A computational investigation of sources of variability in sentence comprehension difficulty in aphasia
SPEAKER: unknown

ABSTRACT. We present a computational evaluation of three hypotheses about sources of deficit in sentence comprehension in aphasia: slowed processing, intermittent deficiency, and resource reduction. The ACT-R based Lewis and Vasishth (2005) model is used to implement these three proposals. Slowed processing is implemented as slowed default production-rule firing time; intermittent deficiency as increased random noise in activation of chunks in memory; and resource reduction as reduced goal activation. As data, we considered subject vs. object rela- tives whose matrix clause contained either an NP or a reflexive, presented in a self-paced listening modality to 56 individuals with aphasia (IWA) and 46 matched controls. The participants heard the sentences and carried out a picture verification task to decide on an interpretation of the sentence. These response accuracies are used to identify the best parameters (for each participant) that correspond to the three hypotheses mentioned above. We show that controls have more tightly clustered (less variable) parameter values than IWA; specifically, compared to controls, among IWA there are more individuals with low goal activations, high noise, and slow default action times. This suggests that (i) individual patients show differential amounts of deficit along the three dimensions of slowed processing, intermittent deficient, and resource reduction, (ii) overall, there is evidence for all three sources of deficit playing a role, and (iii) IWA have a more variable range of parameter values than controls. In sum, this study contributes a proof of concept of a quantitative implementation of, and evidence for, these three accounts of comprehension deficits in aphasia.

Ambiguity Resolution in a Cognitive Model of Language Comprehension
SPEAKER: unknown

ABSTRACT. The Lucia comprehension system attempts to model human comprehension by using the Soar cognitive architecture, Embodied Construction Grammar (ECG), and an incremental, word-by-word approach to grounded processing. Traditional approaches use techniques such as parallel paths and global optimization to resolve ambiguities. Here we describe how Lucia deals with lexical, grammatical, structural, and semantic ambiguities by using knowledge from the surrounding linguistic and environmental context. It uses a local repair mechanism to maintain a single path, and shows a garden path effect when local repair breaks down. Data on adding new linguistic knowledge shows that the ECG grammar grows faster than the knowledge for handling context, and that low-level grammar items grow faster than more general ones.

Feature overwriting as a finite mixture process: Evidence from comprehension data
SPEAKER: unknown

ABSTRACT. The ungrammatical sentence "The key to the cabinets are on the table" is known to lead to an illusion of grammaticality. As discussed in the meta-analysis by Jaeger et al., 2017, faster reading times are observed at the verb are in the agreement-attraction sentence above compared to the equally ungrammatical sentence "The key to the cabinet are on the table". One explanation for this facilitation effect is the feature percolation account: the plural feature on cabinets percolates up to the head noun key, leading to the illusion. An alternative account is in terms of cue-based retrieval (Lewis & Vasishth, 2005), which assumes that the non-subject noun cabinets is misretrieved due to a partial feature-match when a dependency completion process at the auxiliary initiates a memory access for a subject with plural marking. We present evidence for yet another explanation for the observed facilitation. Because the second sentence has two nouns with identical number, it is possible that these are, in some proportion of trials, more difficult to keep distinct, leading to slower reading times at the verb in the first sentence above; this is the feature overwriting account of Nairne, 1990. We show that the feature overwriting proposal can be implemented as a finite mixture process. We reanalysed ten published data-sets, fitting hierarchical Bayesian mixture models to these data assuming a two-mixture distribution. We show that in nine out of the ten studies, a mixture distribution corresponding to feature overwriting furnishes a superior fit over both the feature percolation and the cue-based retrieval accounts.

Implicit Memory Processing in the Formation of a Shared Communication System
SPEAKER: unknown

ABSTRACT. This paper presents a simulation study focusing on implicit memory in the formation of a new communication system.
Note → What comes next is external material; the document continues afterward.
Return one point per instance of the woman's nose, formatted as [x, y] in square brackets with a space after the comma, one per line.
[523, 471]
In the models presented here, two agents aim to achieve their common goal by exchanging messages composed of two figures, whose meanings are not defined in advance. The effect of implicit memory has been studied with two different symbolic processes, implemented in ACT-R. Our results indicate that the difference caused by symbolic processes reduces when implicit memory is incorporated into the model. We have also found the effect of implicit memory on the creation of an isomorphic communication system, shared among agents. These findings suggest that implicit memory has some roles in the formation of a human communication system.

10:40-12:00 Session 2


How does rumination impact cognition? A first mechanistic model.
SPEAKER: unknown

ABSTRACT. Rumination is a process of uncontrolled, narrowly-foused negative thinking that is often self-referential, and that is a hallmark of depression. Despite its importance, little is known about its cognitive mechanisms. Rumination can be thought of as a specific, constrained form of mind-wandering. Here, we introduce a cognitive model of rumination that we developed on the basis of our existing model of mind-wandering. The rumination model implements the hypothesis that rumination is caused by maladaptive habits of thought. These habits of thought are modelled by adjusting the number of memory chunks and their associative structure, which changes the sequence of memories that are retrieved during mind-wandering, such that during rumination the same set of negative memories is retrieved repeatedly. The implementation of habits of thought was guided by empirical data from an experience sampling study in healthy and depressed participants. On the basis of this empirically-dervied memory structure, our model naturally predicts the declines in cognitive task performance that are typically observed in depressed patients. This study shows how we can use cognitive models to better understand the cognitive mechanisms underlying rumination and depression.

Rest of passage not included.